Trackers on €300k mortgage face €7,000 payments pain

Managing Director of mortgage broker Dowling Financial, Michael Dowling, also cited eurozone inflation forecasts that suggest the ECB could keep rates higher for longer, piling on the financial pain for households.
Tracker mortgage households could be facing an additional €7,000 in annual payments if the European Central Bank carries through in its threat to step up its fight against inflation, experts have said.
The warnings come after market participants said on Friday that the ECB could hike interest rates much higher than once thought — a day after president Christine Lagarde said the central bank was prepared for more significant rate increases to come.
This week's move was the fourth rate increase and brought the cumulative increases to 2.5% since the ECB started hiking in July.
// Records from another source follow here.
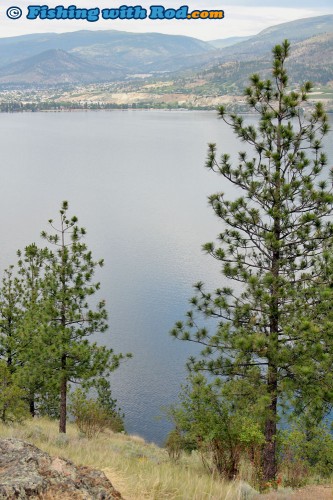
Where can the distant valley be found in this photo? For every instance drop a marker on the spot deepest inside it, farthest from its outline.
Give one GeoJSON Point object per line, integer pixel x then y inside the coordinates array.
{"type": "Point", "coordinates": [158, 70]}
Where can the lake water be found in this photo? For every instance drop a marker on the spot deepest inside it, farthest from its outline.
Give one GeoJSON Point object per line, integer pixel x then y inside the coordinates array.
{"type": "Point", "coordinates": [137, 182]}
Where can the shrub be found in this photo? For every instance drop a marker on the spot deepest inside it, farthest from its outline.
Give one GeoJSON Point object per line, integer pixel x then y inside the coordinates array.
{"type": "Point", "coordinates": [12, 405]}
{"type": "Point", "coordinates": [91, 416]}
{"type": "Point", "coordinates": [306, 450]}
{"type": "Point", "coordinates": [206, 421]}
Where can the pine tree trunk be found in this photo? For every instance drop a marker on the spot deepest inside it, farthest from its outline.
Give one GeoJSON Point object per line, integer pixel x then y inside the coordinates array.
{"type": "Point", "coordinates": [63, 397]}
{"type": "Point", "coordinates": [269, 452]}
{"type": "Point", "coordinates": [32, 407]}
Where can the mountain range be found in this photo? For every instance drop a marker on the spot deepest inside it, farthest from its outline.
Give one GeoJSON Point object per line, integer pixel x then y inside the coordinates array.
{"type": "Point", "coordinates": [104, 56]}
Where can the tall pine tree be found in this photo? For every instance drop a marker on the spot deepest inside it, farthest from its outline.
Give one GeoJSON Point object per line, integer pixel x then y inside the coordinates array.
{"type": "Point", "coordinates": [69, 269]}
{"type": "Point", "coordinates": [272, 235]}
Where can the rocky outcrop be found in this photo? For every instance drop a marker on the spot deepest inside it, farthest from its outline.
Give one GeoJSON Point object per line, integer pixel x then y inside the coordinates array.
{"type": "Point", "coordinates": [27, 472]}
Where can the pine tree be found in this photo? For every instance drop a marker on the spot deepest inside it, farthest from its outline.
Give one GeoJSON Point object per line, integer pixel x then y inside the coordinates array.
{"type": "Point", "coordinates": [272, 235]}
{"type": "Point", "coordinates": [31, 374]}
{"type": "Point", "coordinates": [67, 287]}
{"type": "Point", "coordinates": [10, 317]}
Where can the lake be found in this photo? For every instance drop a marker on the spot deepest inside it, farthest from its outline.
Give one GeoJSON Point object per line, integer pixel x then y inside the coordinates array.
{"type": "Point", "coordinates": [137, 182]}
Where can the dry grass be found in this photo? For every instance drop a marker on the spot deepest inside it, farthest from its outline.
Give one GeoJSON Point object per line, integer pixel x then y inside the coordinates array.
{"type": "Point", "coordinates": [137, 469]}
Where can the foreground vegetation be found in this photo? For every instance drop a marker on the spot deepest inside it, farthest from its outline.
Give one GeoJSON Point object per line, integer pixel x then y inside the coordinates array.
{"type": "Point", "coordinates": [137, 469]}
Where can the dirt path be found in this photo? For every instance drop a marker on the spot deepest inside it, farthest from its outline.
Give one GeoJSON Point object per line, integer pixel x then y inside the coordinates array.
{"type": "Point", "coordinates": [307, 493]}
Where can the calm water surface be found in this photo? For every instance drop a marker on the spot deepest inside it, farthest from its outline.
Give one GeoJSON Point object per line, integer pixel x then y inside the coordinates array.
{"type": "Point", "coordinates": [138, 184]}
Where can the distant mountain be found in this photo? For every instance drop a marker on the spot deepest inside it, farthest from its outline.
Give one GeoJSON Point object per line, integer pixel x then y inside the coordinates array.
{"type": "Point", "coordinates": [261, 44]}
{"type": "Point", "coordinates": [310, 59]}
{"type": "Point", "coordinates": [130, 51]}
{"type": "Point", "coordinates": [99, 56]}
{"type": "Point", "coordinates": [227, 42]}
{"type": "Point", "coordinates": [54, 67]}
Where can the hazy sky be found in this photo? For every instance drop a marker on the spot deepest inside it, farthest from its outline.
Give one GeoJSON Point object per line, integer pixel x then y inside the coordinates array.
{"type": "Point", "coordinates": [241, 17]}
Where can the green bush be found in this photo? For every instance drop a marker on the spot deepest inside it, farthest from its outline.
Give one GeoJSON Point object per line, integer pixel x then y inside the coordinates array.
{"type": "Point", "coordinates": [12, 405]}
{"type": "Point", "coordinates": [91, 417]}
{"type": "Point", "coordinates": [206, 421]}
{"type": "Point", "coordinates": [306, 450]}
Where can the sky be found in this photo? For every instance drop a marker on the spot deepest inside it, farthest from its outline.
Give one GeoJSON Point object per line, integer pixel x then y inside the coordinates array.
{"type": "Point", "coordinates": [242, 18]}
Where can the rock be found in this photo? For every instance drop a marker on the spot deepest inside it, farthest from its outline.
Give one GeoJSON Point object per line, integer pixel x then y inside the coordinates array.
{"type": "Point", "coordinates": [246, 492]}
{"type": "Point", "coordinates": [28, 472]}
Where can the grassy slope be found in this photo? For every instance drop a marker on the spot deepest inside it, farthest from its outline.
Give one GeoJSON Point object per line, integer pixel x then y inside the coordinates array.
{"type": "Point", "coordinates": [137, 469]}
Expectations have since increased that the ECB will hike rates a further 1% by next summer, imposing more financial pain on mortgage holders.
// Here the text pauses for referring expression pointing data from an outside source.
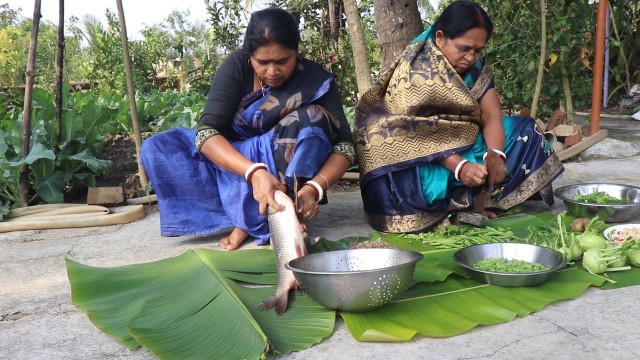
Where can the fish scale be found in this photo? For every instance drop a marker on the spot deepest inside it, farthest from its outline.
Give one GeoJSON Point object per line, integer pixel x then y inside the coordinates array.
{"type": "Point", "coordinates": [287, 242]}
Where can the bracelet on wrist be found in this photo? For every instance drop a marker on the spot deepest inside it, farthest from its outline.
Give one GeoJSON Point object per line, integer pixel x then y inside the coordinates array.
{"type": "Point", "coordinates": [325, 181]}
{"type": "Point", "coordinates": [316, 188]}
{"type": "Point", "coordinates": [248, 174]}
{"type": "Point", "coordinates": [459, 167]}
{"type": "Point", "coordinates": [500, 153]}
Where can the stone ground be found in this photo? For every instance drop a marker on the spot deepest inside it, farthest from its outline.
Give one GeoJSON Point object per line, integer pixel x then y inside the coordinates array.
{"type": "Point", "coordinates": [38, 321]}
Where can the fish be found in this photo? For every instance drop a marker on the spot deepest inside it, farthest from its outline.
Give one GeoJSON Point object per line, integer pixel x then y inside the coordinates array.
{"type": "Point", "coordinates": [288, 243]}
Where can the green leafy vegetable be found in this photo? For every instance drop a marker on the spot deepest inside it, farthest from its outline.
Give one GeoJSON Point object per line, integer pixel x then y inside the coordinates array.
{"type": "Point", "coordinates": [513, 266]}
{"type": "Point", "coordinates": [599, 197]}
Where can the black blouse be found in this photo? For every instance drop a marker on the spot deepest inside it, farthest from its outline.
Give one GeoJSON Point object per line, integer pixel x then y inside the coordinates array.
{"type": "Point", "coordinates": [234, 80]}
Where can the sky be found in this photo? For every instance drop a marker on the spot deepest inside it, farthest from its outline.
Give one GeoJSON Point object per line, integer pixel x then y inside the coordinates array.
{"type": "Point", "coordinates": [137, 13]}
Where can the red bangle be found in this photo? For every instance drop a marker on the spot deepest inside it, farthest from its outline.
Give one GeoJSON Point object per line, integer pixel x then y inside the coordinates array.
{"type": "Point", "coordinates": [252, 169]}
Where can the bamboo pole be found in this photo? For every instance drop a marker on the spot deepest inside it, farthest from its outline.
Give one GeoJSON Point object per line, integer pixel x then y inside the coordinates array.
{"type": "Point", "coordinates": [23, 183]}
{"type": "Point", "coordinates": [598, 68]}
{"type": "Point", "coordinates": [59, 74]}
{"type": "Point", "coordinates": [137, 136]}
{"type": "Point", "coordinates": [358, 45]}
{"type": "Point", "coordinates": [543, 58]}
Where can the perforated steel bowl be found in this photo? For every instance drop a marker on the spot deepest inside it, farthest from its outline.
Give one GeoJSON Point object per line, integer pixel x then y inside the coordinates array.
{"type": "Point", "coordinates": [355, 280]}
{"type": "Point", "coordinates": [611, 213]}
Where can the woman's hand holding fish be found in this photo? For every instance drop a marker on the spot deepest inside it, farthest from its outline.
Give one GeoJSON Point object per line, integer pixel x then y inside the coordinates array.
{"type": "Point", "coordinates": [264, 186]}
{"type": "Point", "coordinates": [308, 206]}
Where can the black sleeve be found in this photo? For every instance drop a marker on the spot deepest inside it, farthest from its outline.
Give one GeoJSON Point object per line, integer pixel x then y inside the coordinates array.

There are around 300,000 Irish households on tracker mortgages who are immediately affected because their monthly payments automatically rise when the ECB moves its official rates higher.
Senior mortgage broker Michael Dowling said that expectations of a further 1% increase, which comes on top of the 2.5% in hikes already made by the ECB, means tracker mortgage holders here could be paying €7,000 more in annual payments. Such calculations are based on a €300,000 mortgage loan.
He also cited eurozone inflation forecasts that suggest the ECB could keep rates higher for longer, piling on the financial pain for households.
Stephen Hamilton at MortgageLine also warned about the the high costs facing tracker customers should the ECB increase rates by a further 1% by next summer. He said that the latest half-point hike announced by the ECB on Thursday showed that the ECB hands "are tied".
“Central banks across the world are battling with double-digit inflation and well above their 2% target. There is a limit to how high rates will go but they will unfortunately keep increasing until inflation starts to come down,” Mr Hamilton said.
Mr Hamilton said that, while the ECB had slowed the pace of rate increases, "inflation still remains stubbornly high”. Markets reacted to Ms Lagarde’s aggressive tone on Thursday by betting on a higher peak for borrowing costs.
The financial bets currently see the ECB’s deposit rate reaching 3.35% by September — up from 2% now. In the wake of Ms Lagarde’s remarks, analysts, too, rushed to upgrade their predictions for the rate path and its end point. One sees it finishing as high as 4%.
Indications that the recession likely already underway in the eurozone will be softer than initially feared are feeding calls to forge ahead with interest-rate hikes targeting double-digit inflation. Surveys of December business activity in the eurozone and Germany painted a more optimistic picture than analysts had anticipated.
“Policy rates will have to rise substantially at a steady pace to ensure a timely return to the 2% target in the medium term,” Finnish central bank chief Olli Rehn told reporters on Friday. That probably means half-point hikes at each of the next two meetings in February and March, he said. “We will do whatever it takes for inflation to stabilize” at the target.